Page 1 of 1

Order By before Hashed Stage

Posted: Thu Oct 23, 2008 3:49 am
by Amit_111
Hi All,

I have a simple question, Do we need to provide a sorted data as input to a Hashed Stage so that a proper and correct lookup logic can be applied on the hashed file????

Thanks in Advance.

Posted: Thu Oct 23, 2008 4:54 am
by ArndW
No. The hashing algorithm determines how the data is stored. If you sort your input stream by the key column you use for the subsequent lookup then you might gain a miniscule amount of time since each lookup will have a higher chance of hitting the same record, which is probably still in memory and quickly reachable.

Posted: Sat Nov 01, 2008 8:33 am
by Amit_111
But When I use my query as is and do Lookup on it .... I miss out some records which are actually present in the LookUp and which should have matched..............And when I order by my Lookup query and take data in the Hashed file all records wihich actually should match goes in the target.......What could be the issue then out here in the LookUp ??

Posted: Sat Nov 01, 2008 8:40 am
by ArndW
Can you explain your job design in more detail? The hashed-file lookup ordering should not affect the outcome.

Posted: Sat Nov 01, 2008 11:08 am
by chulett
Probably a victim of not understanding the destructive overwrite nature of the beast. Also known as "When Keys Collide". :wink:

Posted: Thu Nov 13, 2008 6:36 am
by Amit_111
Sorry Craig, I didn't get your point and what your were pointing towards.

I will just explain my Job design. I have some records from the Source tables. I have a Lookup query which brings the Policy Numbers and other requred feilds with it in a Hashed file on which a Lookup is done.

Now I need to check if the records coming from source are present in my LookUp. If yes I need to take forward the corresponding fields also from the Lookup reocrds.

Here when I order By the Lookup records by Policy Number (Which is numeric DataType) I get the Lookup logic correct i.e. if records are present the corresponding records from LookUp go ahead.

BUt when I remove the Order By Clause, Some source records present in the Lookup are still getting rejected.

I didnt understand why this weird thing is happening and how the "Order By" clause is playing a role out here??

Posted: Thu Nov 13, 2008 8:22 am
by chulett
The "order by" won't affect the actual lookup itself but can affect the hashed file population. Where exactly do you "order by"? And "rejected" in this case means the lookup fails? :?

Posted: Sat Nov 15, 2008 3:30 am
by pxraja
Amit_111 wrote:
Now I need to check if the records coming from source are present in my LookUp. If yes I need to take forward the corresponding fields also from the Lookup reocrds.

Here when I order By the Lookup records by Policy Number (Which is numeric DataType) I get the Lookup logic correct i.e. if records are present the corresponding records from LookUp go ahead.

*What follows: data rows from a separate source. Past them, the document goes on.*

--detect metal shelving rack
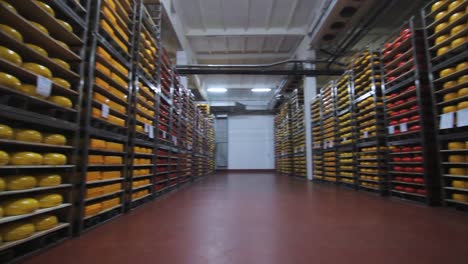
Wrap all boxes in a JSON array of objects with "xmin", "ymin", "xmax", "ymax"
[
  {"xmin": 351, "ymin": 49, "xmax": 387, "ymax": 195},
  {"xmin": 335, "ymin": 71, "xmax": 357, "ymax": 189},
  {"xmin": 310, "ymin": 94, "xmax": 324, "ymax": 180},
  {"xmin": 422, "ymin": 1, "xmax": 468, "ymax": 210},
  {"xmin": 382, "ymin": 18, "xmax": 440, "ymax": 205},
  {"xmin": 76, "ymin": 0, "xmax": 138, "ymax": 233},
  {"xmin": 0, "ymin": 1, "xmax": 89, "ymax": 263},
  {"xmin": 320, "ymin": 81, "xmax": 338, "ymax": 183}
]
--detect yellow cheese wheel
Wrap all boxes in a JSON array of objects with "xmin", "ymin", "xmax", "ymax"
[
  {"xmin": 434, "ymin": 22, "xmax": 448, "ymax": 33},
  {"xmin": 452, "ymin": 193, "xmax": 468, "ymax": 202},
  {"xmin": 29, "ymin": 21, "xmax": 49, "ymax": 35},
  {"xmin": 0, "ymin": 124, "xmax": 13, "ymax": 139},
  {"xmin": 440, "ymin": 68, "xmax": 456, "ymax": 78},
  {"xmin": 443, "ymin": 81, "xmax": 458, "ymax": 89},
  {"xmin": 452, "ymin": 180, "xmax": 465, "ymax": 189},
  {"xmin": 0, "ymin": 222, "xmax": 36, "ymax": 242},
  {"xmin": 449, "ymin": 155, "xmax": 465, "ymax": 162},
  {"xmin": 5, "ymin": 175, "xmax": 37, "ymax": 191},
  {"xmin": 10, "ymin": 152, "xmax": 43, "ymax": 165},
  {"xmin": 32, "ymin": 215, "xmax": 58, "ymax": 232},
  {"xmin": 458, "ymin": 87, "xmax": 468, "ymax": 97},
  {"xmin": 0, "ymin": 177, "xmax": 6, "ymax": 192},
  {"xmin": 57, "ymin": 19, "xmax": 73, "ymax": 33},
  {"xmin": 52, "ymin": 77, "xmax": 71, "ymax": 89},
  {"xmin": 449, "ymin": 168, "xmax": 467, "ymax": 176},
  {"xmin": 26, "ymin": 43, "xmax": 49, "ymax": 57},
  {"xmin": 0, "ymin": 150, "xmax": 10, "ymax": 166},
  {"xmin": 0, "ymin": 46, "xmax": 23, "ymax": 65},
  {"xmin": 44, "ymin": 153, "xmax": 67, "ymax": 165},
  {"xmin": 36, "ymin": 174, "xmax": 62, "ymax": 187},
  {"xmin": 450, "ymin": 37, "xmax": 468, "ymax": 49},
  {"xmin": 44, "ymin": 134, "xmax": 67, "ymax": 146},
  {"xmin": 35, "ymin": 193, "xmax": 63, "ymax": 208},
  {"xmin": 442, "ymin": 106, "xmax": 457, "ymax": 114},
  {"xmin": 0, "ymin": 72, "xmax": 21, "ymax": 89},
  {"xmin": 51, "ymin": 58, "xmax": 71, "ymax": 70},
  {"xmin": 2, "ymin": 198, "xmax": 39, "ymax": 216},
  {"xmin": 23, "ymin": 62, "xmax": 52, "ymax": 79},
  {"xmin": 0, "ymin": 24, "xmax": 23, "ymax": 42},
  {"xmin": 48, "ymin": 95, "xmax": 73, "ymax": 108},
  {"xmin": 457, "ymin": 101, "xmax": 468, "ymax": 110},
  {"xmin": 33, "ymin": 0, "xmax": 55, "ymax": 16},
  {"xmin": 435, "ymin": 35, "xmax": 450, "ymax": 45},
  {"xmin": 15, "ymin": 129, "xmax": 43, "ymax": 143},
  {"xmin": 444, "ymin": 93, "xmax": 458, "ymax": 101},
  {"xmin": 437, "ymin": 46, "xmax": 450, "ymax": 56},
  {"xmin": 448, "ymin": 142, "xmax": 465, "ymax": 150},
  {"xmin": 0, "ymin": 0, "xmax": 18, "ymax": 13}
]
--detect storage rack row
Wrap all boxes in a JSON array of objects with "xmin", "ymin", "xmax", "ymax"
[{"xmin": 0, "ymin": 0, "xmax": 214, "ymax": 263}]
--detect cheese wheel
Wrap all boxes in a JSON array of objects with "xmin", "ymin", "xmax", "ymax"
[
  {"xmin": 36, "ymin": 174, "xmax": 62, "ymax": 187},
  {"xmin": 2, "ymin": 198, "xmax": 39, "ymax": 216},
  {"xmin": 33, "ymin": 0, "xmax": 55, "ymax": 16},
  {"xmin": 0, "ymin": 222, "xmax": 36, "ymax": 242},
  {"xmin": 5, "ymin": 175, "xmax": 37, "ymax": 191},
  {"xmin": 448, "ymin": 155, "xmax": 465, "ymax": 162},
  {"xmin": 0, "ymin": 124, "xmax": 14, "ymax": 139},
  {"xmin": 0, "ymin": 46, "xmax": 23, "ymax": 65},
  {"xmin": 44, "ymin": 153, "xmax": 67, "ymax": 165},
  {"xmin": 444, "ymin": 93, "xmax": 458, "ymax": 102},
  {"xmin": 31, "ymin": 215, "xmax": 58, "ymax": 231},
  {"xmin": 0, "ymin": 72, "xmax": 21, "ymax": 89},
  {"xmin": 23, "ymin": 62, "xmax": 52, "ymax": 79},
  {"xmin": 26, "ymin": 43, "xmax": 49, "ymax": 57},
  {"xmin": 15, "ymin": 129, "xmax": 43, "ymax": 143},
  {"xmin": 35, "ymin": 193, "xmax": 63, "ymax": 208},
  {"xmin": 48, "ymin": 96, "xmax": 73, "ymax": 108},
  {"xmin": 0, "ymin": 24, "xmax": 23, "ymax": 42},
  {"xmin": 10, "ymin": 152, "xmax": 43, "ymax": 165}
]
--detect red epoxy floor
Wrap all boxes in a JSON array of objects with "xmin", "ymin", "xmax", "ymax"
[{"xmin": 26, "ymin": 173, "xmax": 468, "ymax": 264}]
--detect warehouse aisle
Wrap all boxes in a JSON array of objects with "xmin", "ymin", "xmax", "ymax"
[{"xmin": 26, "ymin": 173, "xmax": 468, "ymax": 264}]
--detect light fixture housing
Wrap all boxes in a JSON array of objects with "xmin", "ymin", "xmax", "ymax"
[
  {"xmin": 206, "ymin": 88, "xmax": 227, "ymax": 93},
  {"xmin": 251, "ymin": 88, "xmax": 271, "ymax": 93}
]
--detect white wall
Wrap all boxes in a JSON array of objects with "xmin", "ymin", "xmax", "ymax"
[{"xmin": 228, "ymin": 115, "xmax": 275, "ymax": 170}]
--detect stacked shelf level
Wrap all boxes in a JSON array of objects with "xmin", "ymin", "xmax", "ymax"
[
  {"xmin": 422, "ymin": 1, "xmax": 468, "ymax": 209},
  {"xmin": 382, "ymin": 20, "xmax": 440, "ymax": 205},
  {"xmin": 0, "ymin": 1, "xmax": 89, "ymax": 263},
  {"xmin": 352, "ymin": 50, "xmax": 387, "ymax": 194}
]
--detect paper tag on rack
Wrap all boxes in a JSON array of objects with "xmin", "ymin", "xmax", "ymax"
[
  {"xmin": 101, "ymin": 104, "xmax": 110, "ymax": 118},
  {"xmin": 439, "ymin": 112, "xmax": 455, "ymax": 129},
  {"xmin": 457, "ymin": 109, "xmax": 468, "ymax": 127},
  {"xmin": 400, "ymin": 123, "xmax": 408, "ymax": 133},
  {"xmin": 36, "ymin": 75, "xmax": 52, "ymax": 97}
]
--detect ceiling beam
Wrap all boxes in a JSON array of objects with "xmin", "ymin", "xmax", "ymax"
[{"xmin": 185, "ymin": 28, "xmax": 307, "ymax": 37}]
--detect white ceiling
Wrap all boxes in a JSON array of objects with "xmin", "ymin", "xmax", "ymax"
[{"xmin": 174, "ymin": 0, "xmax": 324, "ymax": 104}]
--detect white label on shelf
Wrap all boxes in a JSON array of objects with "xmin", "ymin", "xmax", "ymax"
[
  {"xmin": 400, "ymin": 123, "xmax": 408, "ymax": 133},
  {"xmin": 148, "ymin": 125, "xmax": 154, "ymax": 139},
  {"xmin": 457, "ymin": 109, "xmax": 468, "ymax": 127},
  {"xmin": 36, "ymin": 75, "xmax": 52, "ymax": 97},
  {"xmin": 101, "ymin": 104, "xmax": 110, "ymax": 118},
  {"xmin": 440, "ymin": 112, "xmax": 455, "ymax": 129}
]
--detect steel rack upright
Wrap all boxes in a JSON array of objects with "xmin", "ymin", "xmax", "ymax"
[
  {"xmin": 0, "ymin": 1, "xmax": 89, "ymax": 263},
  {"xmin": 77, "ymin": 0, "xmax": 138, "ymax": 233},
  {"xmin": 351, "ymin": 49, "xmax": 388, "ymax": 195},
  {"xmin": 382, "ymin": 18, "xmax": 440, "ymax": 205},
  {"xmin": 422, "ymin": 1, "xmax": 468, "ymax": 210}
]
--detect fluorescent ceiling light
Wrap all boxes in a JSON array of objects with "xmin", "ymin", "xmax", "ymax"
[
  {"xmin": 207, "ymin": 88, "xmax": 227, "ymax": 93},
  {"xmin": 252, "ymin": 88, "xmax": 271, "ymax": 93}
]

BUt when I remove the Order By Clause, Some source records present in the Lookup are still getting rejected.

I didnt understand why this weird thing is happening and how the "Order By" clause is playing a role out here??
Hi,
what is the primary key field?
The above issue comes to me when the same key field comes twice hash stage will update the same record.

when you use order by you are getting the record you want, Is that the key column or check for redundancy of the records.

Posted: Sat Nov 15, 2008 3:33 am
by pxraja
Amit_111 wrote:
Now I need to check if the records coming from source are present in my LookUp. If yes I need to take forward the corresponding fields also from the Lookup reocrds.

Here when I order By the Lookup records by Policy Number (Which is numeric DataType) I get the Lookup logic correct i.e. if records are present the corresponding records from LookUp go ahead.

BUt when I remove the Order By Clause, Some source records present in the Lookup are still getting rejected.

I didnt understand why this weird thing is happening and how the "Order By" clause is playing a role out here??
Hi,
what is the primary key field?
The above issue comes to me when the same key field comes twice hash stage will update the same record.

when you use order by you are getting the record you want, Is that the key column or check for redundancy of the records.

Posted: Sat Nov 15, 2008 8:28 am
by chulett
Something we've already tried to explain. Hence my comments about "destructive overwrite" (the official name and something easily searched for here) and "population v. lookup".

Posted: Mon Nov 17, 2008 12:01 am
by Amit_111
chulett wrote:The "order by" won't affect the actual lookup itself but can affect the hashed file population. Where exactly do you "order by"? And "rejected" in this case means the looku ...
I am doing the 'Order By' while selecting the records through the Oracle Stage i.e. just before populating them in the Hashed File. Yess the Rejected records I am talking about are the once which fails in a LookUp. The Column 'Policy Number' on which I am doing 'order by' is a Primary Key in the Source table itself. so a duplicate records will not be present for it.

Posted: Mon Nov 17, 2008 1:16 am
by chulett
What are the Key fields in the hashed file? That is the pertinent information needed here.